Now the pastors are calling for citizens to rally at city hall to demand a vote on the controversial ordinance, as well as an investigation into the city’s dismissal of an apparently valid petition, along with intimidatingly subpoenaing pastors’ sermons, according to WND.
“There is a growing call for the attorney general of Texas to investigate this,” said Steve Riggle, senior pastor of Grace Community Church and one of the five ministers who received a subpoena.
“That [call] is going to get louder and louder,” he said, adding, “No one in America should be able to steal an election [by dismissing a valid petition].”
The Houston Area Pastors Council has scheduled a rally in front of city hall for Wednesday morning to send a message to the mayor and the city council and attorney.

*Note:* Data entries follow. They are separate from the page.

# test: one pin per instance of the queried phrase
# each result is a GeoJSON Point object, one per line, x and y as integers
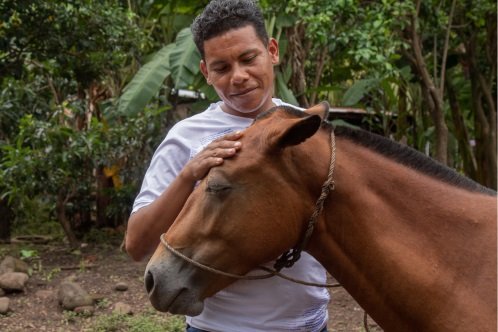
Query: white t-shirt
{"type": "Point", "coordinates": [272, 304]}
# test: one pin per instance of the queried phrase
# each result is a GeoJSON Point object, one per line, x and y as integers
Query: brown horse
{"type": "Point", "coordinates": [412, 241]}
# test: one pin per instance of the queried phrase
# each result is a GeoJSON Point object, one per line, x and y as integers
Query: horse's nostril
{"type": "Point", "coordinates": [149, 282]}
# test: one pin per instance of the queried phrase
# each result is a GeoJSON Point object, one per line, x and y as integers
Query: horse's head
{"type": "Point", "coordinates": [245, 212]}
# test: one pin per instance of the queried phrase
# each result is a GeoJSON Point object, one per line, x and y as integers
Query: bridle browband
{"type": "Point", "coordinates": [288, 258]}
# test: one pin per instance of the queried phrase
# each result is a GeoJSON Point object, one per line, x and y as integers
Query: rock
{"type": "Point", "coordinates": [44, 294]}
{"type": "Point", "coordinates": [7, 265]}
{"type": "Point", "coordinates": [72, 295]}
{"type": "Point", "coordinates": [13, 281]}
{"type": "Point", "coordinates": [4, 305]}
{"type": "Point", "coordinates": [11, 264]}
{"type": "Point", "coordinates": [121, 286]}
{"type": "Point", "coordinates": [122, 309]}
{"type": "Point", "coordinates": [86, 310]}
{"type": "Point", "coordinates": [97, 297]}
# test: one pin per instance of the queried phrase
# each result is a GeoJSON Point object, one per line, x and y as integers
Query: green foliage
{"type": "Point", "coordinates": [53, 160]}
{"type": "Point", "coordinates": [146, 83]}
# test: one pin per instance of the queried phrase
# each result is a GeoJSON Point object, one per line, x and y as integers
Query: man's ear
{"type": "Point", "coordinates": [273, 51]}
{"type": "Point", "coordinates": [298, 130]}
{"type": "Point", "coordinates": [203, 68]}
{"type": "Point", "coordinates": [322, 110]}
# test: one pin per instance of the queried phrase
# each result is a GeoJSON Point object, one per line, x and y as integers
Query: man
{"type": "Point", "coordinates": [237, 60]}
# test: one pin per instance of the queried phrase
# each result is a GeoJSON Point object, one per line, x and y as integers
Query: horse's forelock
{"type": "Point", "coordinates": [286, 109]}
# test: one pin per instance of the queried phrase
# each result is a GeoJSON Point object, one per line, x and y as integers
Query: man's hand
{"type": "Point", "coordinates": [212, 155]}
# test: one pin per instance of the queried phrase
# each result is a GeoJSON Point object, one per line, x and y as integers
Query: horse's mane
{"type": "Point", "coordinates": [402, 154]}
{"type": "Point", "coordinates": [411, 158]}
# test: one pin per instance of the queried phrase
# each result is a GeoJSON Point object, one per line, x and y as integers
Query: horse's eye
{"type": "Point", "coordinates": [217, 188]}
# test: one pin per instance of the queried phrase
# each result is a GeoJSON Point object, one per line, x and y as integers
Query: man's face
{"type": "Point", "coordinates": [240, 68]}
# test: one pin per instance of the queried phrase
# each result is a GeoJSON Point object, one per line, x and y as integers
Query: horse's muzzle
{"type": "Point", "coordinates": [169, 289]}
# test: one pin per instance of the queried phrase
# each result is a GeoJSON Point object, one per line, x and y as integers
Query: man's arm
{"type": "Point", "coordinates": [148, 223]}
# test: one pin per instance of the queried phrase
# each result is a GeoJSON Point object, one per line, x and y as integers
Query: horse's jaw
{"type": "Point", "coordinates": [170, 286]}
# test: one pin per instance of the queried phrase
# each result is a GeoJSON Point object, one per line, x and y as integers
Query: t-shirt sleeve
{"type": "Point", "coordinates": [167, 162]}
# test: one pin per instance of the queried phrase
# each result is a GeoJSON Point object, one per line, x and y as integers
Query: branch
{"type": "Point", "coordinates": [446, 45]}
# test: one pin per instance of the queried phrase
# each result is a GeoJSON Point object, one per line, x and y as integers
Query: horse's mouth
{"type": "Point", "coordinates": [180, 303]}
{"type": "Point", "coordinates": [170, 295]}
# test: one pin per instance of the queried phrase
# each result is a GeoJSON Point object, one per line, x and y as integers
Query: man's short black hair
{"type": "Point", "coordinates": [220, 16]}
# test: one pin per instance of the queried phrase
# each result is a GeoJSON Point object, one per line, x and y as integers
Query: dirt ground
{"type": "Point", "coordinates": [98, 269]}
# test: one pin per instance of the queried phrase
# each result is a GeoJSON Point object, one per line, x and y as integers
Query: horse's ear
{"type": "Point", "coordinates": [299, 131]}
{"type": "Point", "coordinates": [322, 110]}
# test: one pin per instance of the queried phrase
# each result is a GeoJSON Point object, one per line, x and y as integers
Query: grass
{"type": "Point", "coordinates": [148, 321]}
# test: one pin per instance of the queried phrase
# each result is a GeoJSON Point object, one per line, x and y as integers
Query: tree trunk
{"type": "Point", "coordinates": [484, 109]}
{"type": "Point", "coordinates": [6, 218]}
{"type": "Point", "coordinates": [102, 197]}
{"type": "Point", "coordinates": [436, 109]}
{"type": "Point", "coordinates": [297, 56]}
{"type": "Point", "coordinates": [461, 133]}
{"type": "Point", "coordinates": [62, 199]}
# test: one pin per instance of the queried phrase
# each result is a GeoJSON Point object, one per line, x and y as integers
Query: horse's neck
{"type": "Point", "coordinates": [389, 233]}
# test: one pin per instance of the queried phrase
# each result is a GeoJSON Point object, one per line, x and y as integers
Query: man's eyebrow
{"type": "Point", "coordinates": [243, 54]}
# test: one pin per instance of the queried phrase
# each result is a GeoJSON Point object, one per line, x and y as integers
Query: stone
{"type": "Point", "coordinates": [13, 281]}
{"type": "Point", "coordinates": [44, 294]}
{"type": "Point", "coordinates": [11, 264]}
{"type": "Point", "coordinates": [4, 305]}
{"type": "Point", "coordinates": [122, 308]}
{"type": "Point", "coordinates": [121, 286]}
{"type": "Point", "coordinates": [86, 310]}
{"type": "Point", "coordinates": [7, 265]}
{"type": "Point", "coordinates": [72, 295]}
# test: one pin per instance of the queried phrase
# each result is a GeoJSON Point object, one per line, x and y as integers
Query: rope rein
{"type": "Point", "coordinates": [289, 258]}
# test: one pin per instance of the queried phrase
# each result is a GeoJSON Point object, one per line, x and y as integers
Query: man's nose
{"type": "Point", "coordinates": [239, 75]}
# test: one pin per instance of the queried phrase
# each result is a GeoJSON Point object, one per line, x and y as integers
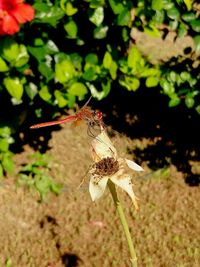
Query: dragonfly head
{"type": "Point", "coordinates": [99, 115]}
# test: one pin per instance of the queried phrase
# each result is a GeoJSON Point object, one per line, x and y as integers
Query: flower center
{"type": "Point", "coordinates": [106, 166]}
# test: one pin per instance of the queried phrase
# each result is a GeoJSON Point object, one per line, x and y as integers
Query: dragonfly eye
{"type": "Point", "coordinates": [99, 115]}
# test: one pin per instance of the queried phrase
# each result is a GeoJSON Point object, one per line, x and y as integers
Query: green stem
{"type": "Point", "coordinates": [118, 205]}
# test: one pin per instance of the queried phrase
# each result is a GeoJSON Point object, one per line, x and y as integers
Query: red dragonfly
{"type": "Point", "coordinates": [92, 118]}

“The ‘Houston 5′ as well as other pastoral leaders of the No UNequal Rights Coalition invite elected officials and all concerned citizens to gather and call on Mayor Annise Parker to abide by the law,” said the group’s statement.
“The message is let the people vote,” he said. “The petition signatures are valid. The city attorney has come up with a suggested set of qualifiers that are not in the Houston city charter, and so by all rights, this issue should have been on the ballot (Tuesday).”
At issue is the petition calling for a city-wide vote on the ordinance, which garnered 55,000 signatures, far more than the 17,000 required to trigger a vote. However, after counting only about 19,000 signatures, then invalidating nearly 3,000 signatures, while ignoring the rest, the petition was dismissed.
Hopefully, the pastors will see a solid turnout of concerned citizens at their rally, and the message will be received loud and clear by the Houston mayor and government.
While it is good that the subpoenas on the pastor’s sermons have now been withdrawn, it is time for the city to put the ordinance up for a city-wide vote and allow the people to have their say on the measure.